To understand these lines, it is useful to also look at the poem's opening. I do not have a copy of The Complete Kobzar, so I will be using the version from The Poetical Works of Taras Shevchenko: The Kobzar, available from the Internet Archive, and so the translations may differ slightly.

The opening lines are:

There was a time in our Ukraine
When cannon roared with glee
A time when Zaporozhian men
Excelled in mastery!
They lived as masters - freedom’s joy
And glory were their gain

Here Shevchenko is harking back to an idealised vision of Ukraine, before it was amalgamated into the Russian Empire. It was peopled by the Zaporozhian cossacks who led free and warlike lives. This cultural reference to Ukraine's romantic cossack past is common to many of Shevchenko's poems. John Panchuk, for example, remarked in Shevchenko's Testament that:

For Shevchenko, Ukraine is the home of the Zaporozhian Kozaks, whose valor and exploits in countless struggles were the bulwark for over two centuries of individual and political freedom of the people, whose glory and fame were preserved in songs and ballads of the wandering minstrels, the kobzars of Ukraine.
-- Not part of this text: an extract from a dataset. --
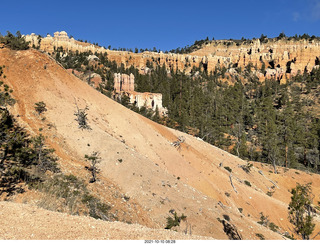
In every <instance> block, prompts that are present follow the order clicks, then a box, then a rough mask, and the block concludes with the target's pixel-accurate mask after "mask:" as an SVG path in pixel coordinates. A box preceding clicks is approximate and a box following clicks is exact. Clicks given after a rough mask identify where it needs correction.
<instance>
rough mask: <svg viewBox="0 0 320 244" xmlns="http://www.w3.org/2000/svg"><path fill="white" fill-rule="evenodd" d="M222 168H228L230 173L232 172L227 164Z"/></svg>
mask: <svg viewBox="0 0 320 244" xmlns="http://www.w3.org/2000/svg"><path fill="white" fill-rule="evenodd" d="M224 168H225V169H226V170H228V171H229V172H230V173H231V172H232V169H231V168H230V167H229V166H225V167H224Z"/></svg>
The subject of the poem, Ivan Pidkova, was a prominent leader of the Ukrainian cossacks, fighting against domination by the Ottoman empire, possibly even leading a raid on Constantinople itself. This "happy time" of martial prowess ended, however, and Shevchenko continues:

All that has passed, and what is left
Is grave mounds on the plain

The "grave mounds" refer to the burial mounds where many of the cossacks were buried, and with them, symbolically, Ukrainian freedom. For that reason Shevchenko regarded them as sacred, and was appalled by the archeological expeditions that despoiled them (see for example his poem "The Great Mound" from 1845).

The lines quoted in the question echo the opening lines:

There was a time when in Ukraine
Even distress would dance
And sorrow in a tavern drank
In honeyed brandy’s dance

In that happy past time, even the unpleasant aspects of life, distress and sorrow, were better than the way they appear in Shevchecnko's time. Although they are undesirable, they are nonetheless tolerable because they are being experienced by free people.

The verse ends with the lines:

There was a time when life was good
In that Ukraine of ours...
Recall it then - perhaps the heart
May briefly bathe in flowers

which again calls to the reader to remember the golden era of Ukraine's past, and hold on to the hope that those days may come again.